Thiesen selects the beans he roasts carefully, he shared, “I deal with many different importers. The types of coffee I am bringing in are always specialty grade coffee, and even within specialty grade coffees, I am looking at top lots. I am always looking for unique coffees with unique flavor profiles.”
He continued, “I ask a lot of importers to send me what they have that is tasting amazing. I bring them in and blindly evaluate them. A lot of times I don’t know where they are from and I mix and match them and blindly cup and evaluate them and then I select the ones that come out on top.”
The testing procedure known as cupping promotes evaluating coffees efficiently. In a small cup or bowl, grounds are immersed in hot water for four to five minutes. The aroma and the taste are then evaluated.
“The hallmark of a really good coffee is one that it actually improves as it cools. You get first impressions when it is hot. It comes to life later when the cup is cooled down a little, and you can taste more of the nuance in the coffee,” Thiesen said.

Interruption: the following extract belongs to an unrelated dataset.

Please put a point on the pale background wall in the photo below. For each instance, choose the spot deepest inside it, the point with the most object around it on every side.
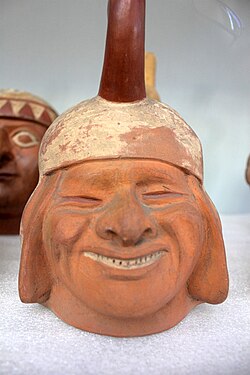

Roasting the beans is a nuanced art, as Thiesen explained, “A romantic way to put it, is that the coffee tells you how it needs to be roasted, and they all do change depending on country of origin. That process is called coffee profiling. You can roast coffee in a host of different ways, altering the roast by changing temperature over time, and how aggressively heat is added, air flow, and drum rotation. It’s a continual process and you can make little tweaks. It’s really a lot of trial and error.”
More specifically, Thiesen described the craft of coffee roasting as “coffee is half heart and half science.”
To enjoy coffee at home, Thiesen recommended spending money on “a good grinder rather than on an elaborate brewing system.” Pre-ground beans are prone to oxidation and become stale quickly. A cheap grinder does not process the beans evenly and can “chop and hack at the beans as it is grinding.”
Water boiled to 200 degrees and above will provide the best extraction. Though Thiesen’s brewing methods change from time to time, his current go-to is the Kalita Wave process where coffee is made through a flat-bottom filter with a wavy patterned side.
Revel coffee beans are available online at https://revelcoffee.com/ and at other outlets in Billings such as Black Dog Coffee, Ebon Coffee Collective, The Annex Coffeehouse, and Rail Line Coffee. Here at Yellowstone Public Radio, fellow community programmer Russell Rowland has his own blend: 56 Counties.
Even during the COVID pandemic challenges, Rail Line Coffee and Revel Coffee have kept our community caffeinated with purpose and opportunity.